Dans le sillage de quelques pionniers des années soixante -au nombre desquels il faut compter Coltrane-, des musiciens de jazz en assez grand nombre prirent le chemin de l’Inde pour puiser un second souffle en ses traditions musicales. L’effet de retour fut recouvert par le beat impitoyable des années 80, mais perdura jusqu’à resurgir, une génération plus tard, porté par le « courant » de la world music. Il faut donc relativiser l’originalité du dispositif consistant en l’adjonction d’une clarinette basse à un sitar et des percussions dominées par les tablas (citons, après Eric Dolphy soi-même et Perry Robinson par exemple, l’excellent ensemble Natraj, un quintette dans lequel officie Phil Scarff au soprano aux côtés de Mat Maneri aux violons et du tablaïste Jerry Leake). En Italie donc, Flavio Minardo, guitariste de jazz à l’origine, a su, en compagnie du clarinettiste de formation classique Simone Mauri, trouver une voie convaincante pour se libérer du poids des langages pré-constitués. Ritournelles séduisantes, mélodies douces, voire enjouées, répétitions répondant au pur principe de plaisir, agrément des timbres complémentaires, bois et métal, pince et souffle, mélange doux-amer, tout s’équilibre sur la pente du charme.

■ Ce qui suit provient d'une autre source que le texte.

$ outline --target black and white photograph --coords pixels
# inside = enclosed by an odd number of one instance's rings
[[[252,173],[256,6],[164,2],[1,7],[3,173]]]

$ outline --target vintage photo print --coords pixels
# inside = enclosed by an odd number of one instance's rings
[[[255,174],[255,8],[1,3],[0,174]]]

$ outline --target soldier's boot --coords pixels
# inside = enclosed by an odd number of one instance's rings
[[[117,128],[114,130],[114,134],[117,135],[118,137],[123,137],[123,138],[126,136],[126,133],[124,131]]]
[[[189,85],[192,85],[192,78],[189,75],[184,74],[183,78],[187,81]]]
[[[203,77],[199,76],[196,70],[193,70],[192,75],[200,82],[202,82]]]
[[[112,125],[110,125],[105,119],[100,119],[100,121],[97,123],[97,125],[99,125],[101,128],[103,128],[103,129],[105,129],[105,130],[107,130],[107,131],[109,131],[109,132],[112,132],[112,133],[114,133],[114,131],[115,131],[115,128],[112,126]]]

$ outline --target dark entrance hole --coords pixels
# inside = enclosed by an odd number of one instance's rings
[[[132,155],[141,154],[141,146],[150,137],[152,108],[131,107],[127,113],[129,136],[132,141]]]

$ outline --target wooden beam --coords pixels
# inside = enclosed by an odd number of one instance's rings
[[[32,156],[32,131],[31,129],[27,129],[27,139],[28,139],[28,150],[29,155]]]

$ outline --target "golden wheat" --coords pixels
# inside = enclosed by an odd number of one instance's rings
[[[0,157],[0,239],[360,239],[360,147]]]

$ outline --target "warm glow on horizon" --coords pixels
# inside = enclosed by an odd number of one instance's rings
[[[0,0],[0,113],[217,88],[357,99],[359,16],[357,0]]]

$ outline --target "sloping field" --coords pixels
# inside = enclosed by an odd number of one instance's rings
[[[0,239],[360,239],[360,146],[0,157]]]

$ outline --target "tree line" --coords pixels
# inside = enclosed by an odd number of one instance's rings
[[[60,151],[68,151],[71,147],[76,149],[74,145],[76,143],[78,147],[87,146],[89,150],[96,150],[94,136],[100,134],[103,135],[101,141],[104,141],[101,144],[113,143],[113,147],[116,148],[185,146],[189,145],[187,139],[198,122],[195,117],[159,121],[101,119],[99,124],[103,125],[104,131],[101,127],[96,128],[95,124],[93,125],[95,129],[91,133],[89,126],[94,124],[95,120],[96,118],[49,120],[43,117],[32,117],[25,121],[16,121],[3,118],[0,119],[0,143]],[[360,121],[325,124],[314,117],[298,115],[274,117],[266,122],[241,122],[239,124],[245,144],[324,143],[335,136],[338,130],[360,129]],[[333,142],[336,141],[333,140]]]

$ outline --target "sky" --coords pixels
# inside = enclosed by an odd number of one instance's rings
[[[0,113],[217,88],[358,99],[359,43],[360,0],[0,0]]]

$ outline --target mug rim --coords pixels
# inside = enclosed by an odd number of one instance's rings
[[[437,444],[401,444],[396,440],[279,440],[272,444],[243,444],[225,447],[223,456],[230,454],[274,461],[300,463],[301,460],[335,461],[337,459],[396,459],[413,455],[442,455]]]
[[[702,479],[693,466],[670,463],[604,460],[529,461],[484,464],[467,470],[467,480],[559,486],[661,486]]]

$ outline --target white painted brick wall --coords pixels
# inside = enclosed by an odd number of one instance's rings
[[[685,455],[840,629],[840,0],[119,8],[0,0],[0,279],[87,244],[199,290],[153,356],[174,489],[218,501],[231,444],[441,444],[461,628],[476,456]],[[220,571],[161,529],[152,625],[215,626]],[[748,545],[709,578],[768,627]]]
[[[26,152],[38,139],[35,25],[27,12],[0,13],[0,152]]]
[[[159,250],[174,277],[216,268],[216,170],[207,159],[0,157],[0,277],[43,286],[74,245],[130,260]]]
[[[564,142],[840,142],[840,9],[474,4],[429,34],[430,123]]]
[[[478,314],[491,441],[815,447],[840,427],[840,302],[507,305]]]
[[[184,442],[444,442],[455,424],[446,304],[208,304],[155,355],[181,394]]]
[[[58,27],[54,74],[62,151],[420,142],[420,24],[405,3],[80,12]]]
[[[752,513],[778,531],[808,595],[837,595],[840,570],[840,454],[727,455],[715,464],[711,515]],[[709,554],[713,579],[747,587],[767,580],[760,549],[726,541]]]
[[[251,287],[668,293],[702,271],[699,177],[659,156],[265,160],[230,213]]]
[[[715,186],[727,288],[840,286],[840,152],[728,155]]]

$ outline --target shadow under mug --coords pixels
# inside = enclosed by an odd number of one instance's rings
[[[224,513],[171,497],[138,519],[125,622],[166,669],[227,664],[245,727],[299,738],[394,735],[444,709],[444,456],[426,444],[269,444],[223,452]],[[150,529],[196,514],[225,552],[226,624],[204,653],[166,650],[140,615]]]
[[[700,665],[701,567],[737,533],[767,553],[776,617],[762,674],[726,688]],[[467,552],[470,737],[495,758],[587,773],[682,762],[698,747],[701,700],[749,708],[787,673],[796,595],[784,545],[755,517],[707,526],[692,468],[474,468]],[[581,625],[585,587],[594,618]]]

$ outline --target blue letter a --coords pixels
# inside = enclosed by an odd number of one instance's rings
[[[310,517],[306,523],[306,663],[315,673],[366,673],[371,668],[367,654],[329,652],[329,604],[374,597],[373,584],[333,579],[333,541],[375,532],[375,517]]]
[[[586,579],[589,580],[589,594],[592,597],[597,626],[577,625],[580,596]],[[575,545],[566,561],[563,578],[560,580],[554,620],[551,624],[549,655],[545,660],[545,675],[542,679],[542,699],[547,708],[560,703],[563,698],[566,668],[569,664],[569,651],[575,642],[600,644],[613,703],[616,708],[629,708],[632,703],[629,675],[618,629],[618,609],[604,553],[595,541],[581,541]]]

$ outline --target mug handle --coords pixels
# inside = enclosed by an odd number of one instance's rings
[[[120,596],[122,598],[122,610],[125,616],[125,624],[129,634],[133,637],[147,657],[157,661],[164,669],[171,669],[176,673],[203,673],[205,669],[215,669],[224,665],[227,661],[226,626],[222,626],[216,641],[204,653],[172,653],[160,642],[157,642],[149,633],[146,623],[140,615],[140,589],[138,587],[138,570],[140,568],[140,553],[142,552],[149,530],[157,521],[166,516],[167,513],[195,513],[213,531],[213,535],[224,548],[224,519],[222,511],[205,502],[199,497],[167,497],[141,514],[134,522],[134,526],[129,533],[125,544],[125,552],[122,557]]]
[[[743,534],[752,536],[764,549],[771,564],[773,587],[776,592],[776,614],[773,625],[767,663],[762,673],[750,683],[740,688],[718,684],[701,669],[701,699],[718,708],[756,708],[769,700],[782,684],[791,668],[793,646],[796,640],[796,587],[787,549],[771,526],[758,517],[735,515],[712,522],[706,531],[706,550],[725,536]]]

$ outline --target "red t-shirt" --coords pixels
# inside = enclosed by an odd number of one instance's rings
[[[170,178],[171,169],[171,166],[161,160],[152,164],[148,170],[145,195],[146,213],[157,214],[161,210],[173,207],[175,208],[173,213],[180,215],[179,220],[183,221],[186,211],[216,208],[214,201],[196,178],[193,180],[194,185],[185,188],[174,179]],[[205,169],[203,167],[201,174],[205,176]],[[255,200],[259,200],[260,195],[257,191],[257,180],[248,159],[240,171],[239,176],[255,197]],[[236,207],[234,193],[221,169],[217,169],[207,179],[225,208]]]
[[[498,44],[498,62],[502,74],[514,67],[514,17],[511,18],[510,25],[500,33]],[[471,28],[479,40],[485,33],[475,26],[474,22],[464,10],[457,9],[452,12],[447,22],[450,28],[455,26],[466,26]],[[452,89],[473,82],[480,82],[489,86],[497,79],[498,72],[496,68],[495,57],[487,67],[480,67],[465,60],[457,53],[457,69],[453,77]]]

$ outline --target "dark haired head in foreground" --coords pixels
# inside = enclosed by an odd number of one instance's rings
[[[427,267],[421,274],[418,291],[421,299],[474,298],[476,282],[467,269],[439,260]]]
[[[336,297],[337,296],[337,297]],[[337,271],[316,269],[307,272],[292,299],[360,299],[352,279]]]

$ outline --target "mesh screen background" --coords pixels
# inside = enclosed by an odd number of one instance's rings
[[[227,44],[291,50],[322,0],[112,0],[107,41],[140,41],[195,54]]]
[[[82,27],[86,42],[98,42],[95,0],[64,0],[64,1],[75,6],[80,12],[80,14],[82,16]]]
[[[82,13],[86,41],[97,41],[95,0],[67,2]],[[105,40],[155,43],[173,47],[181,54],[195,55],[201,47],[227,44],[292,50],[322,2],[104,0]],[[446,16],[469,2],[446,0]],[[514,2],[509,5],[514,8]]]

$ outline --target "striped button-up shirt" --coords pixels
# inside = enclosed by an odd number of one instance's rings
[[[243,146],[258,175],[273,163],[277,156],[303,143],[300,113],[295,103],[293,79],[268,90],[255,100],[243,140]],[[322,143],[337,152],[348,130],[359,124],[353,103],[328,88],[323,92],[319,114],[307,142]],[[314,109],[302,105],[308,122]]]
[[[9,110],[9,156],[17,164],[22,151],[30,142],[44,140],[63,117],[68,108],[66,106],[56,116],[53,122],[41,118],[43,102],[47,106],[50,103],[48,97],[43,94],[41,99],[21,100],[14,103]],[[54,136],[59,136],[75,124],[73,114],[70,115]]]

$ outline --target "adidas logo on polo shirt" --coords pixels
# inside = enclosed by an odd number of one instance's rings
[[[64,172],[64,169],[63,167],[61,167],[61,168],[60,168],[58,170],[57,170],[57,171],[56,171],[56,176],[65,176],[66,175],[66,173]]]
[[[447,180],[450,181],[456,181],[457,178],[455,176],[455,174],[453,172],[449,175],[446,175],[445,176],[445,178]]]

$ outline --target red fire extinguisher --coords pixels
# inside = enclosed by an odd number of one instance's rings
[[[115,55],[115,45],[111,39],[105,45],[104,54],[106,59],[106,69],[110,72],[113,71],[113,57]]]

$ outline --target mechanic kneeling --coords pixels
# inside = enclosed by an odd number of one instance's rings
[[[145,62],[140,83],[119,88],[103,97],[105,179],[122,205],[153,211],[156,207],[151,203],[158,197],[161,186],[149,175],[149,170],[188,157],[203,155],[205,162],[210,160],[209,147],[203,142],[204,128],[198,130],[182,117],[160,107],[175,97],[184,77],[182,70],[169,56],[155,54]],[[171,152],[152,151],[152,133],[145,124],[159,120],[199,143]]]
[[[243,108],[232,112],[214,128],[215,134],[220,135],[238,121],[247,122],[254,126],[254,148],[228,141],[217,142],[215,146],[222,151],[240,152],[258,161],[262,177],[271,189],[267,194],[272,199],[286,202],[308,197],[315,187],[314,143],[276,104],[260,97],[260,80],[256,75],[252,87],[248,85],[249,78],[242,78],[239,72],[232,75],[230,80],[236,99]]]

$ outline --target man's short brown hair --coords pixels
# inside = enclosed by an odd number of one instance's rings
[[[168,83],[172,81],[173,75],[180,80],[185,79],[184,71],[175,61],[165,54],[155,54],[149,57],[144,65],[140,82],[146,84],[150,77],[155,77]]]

Si les mélodies reposent sur un fondement modal, un jeu non orthodoxe au sitar permet d’échapper au piège de la confrontation aux traditions : l’Inde n’est plus présente ici qu’au titre de référent vide. Son legs repose davantage en un éthos, une temporalité, qu’en des caractéristiques strictement musicales, acoustiques et techniques qui sont pourtant ce que l’oreille retient d’abord. Plus qu’un brouillage des pistes -avec ce qui pourrait s’y attacher de volontairement retors, d’éventuellement polémique à l’égard des idéologies de l’authenticité comme de celles du métissage nécessaire-, il est fait ici un usage flottant de la référence (jusqu’à une citation de la Fantastique de Berlioz). Minardo et ses complices ont tout misé sur le libre jeu au sein d’une chaîne qu’on pourrait dire métonymique, dans laquelle tout élément sonore conduit d’un ordre à un autre. La guitare sonne comme un sitar, le sitar est joué guitaristiquement, les tablas s’acoquinent à un attirail hétéroclite, et de ce simple fait, l’Inde débouche sur l’Irlande, le Pakistan sur la Syrie au gré d’une cosmologie auriculaire qui est celle des nouveaux citoyens du monde, urbains et voyageurs. Mais pour réussir vraiment son pari, qui est d’une haute ambition, une musique qui évoque des langages et des lieux tout en ne cessant de les démentir se prive à la fois des secours du code et de la tradition : il lui faut d’autant plus de force pour s’affirmer au-delà de tout contexte. Ce qui manque en fin de compte, ce sont des solistes qui puissent vraiment porter ces intuitions à leur point de combustion subjectif par-delà l’agrément passager. Quand Mauri s’empêtre dans le passage swingué de Molto folk, quand on surprend le défaut d’un grand improvisateur dans Bad brother, on mesure la réelle difficulté de l’entreprise comme la puissance créatrice d’un Don Cherry qui sut lui donner corps.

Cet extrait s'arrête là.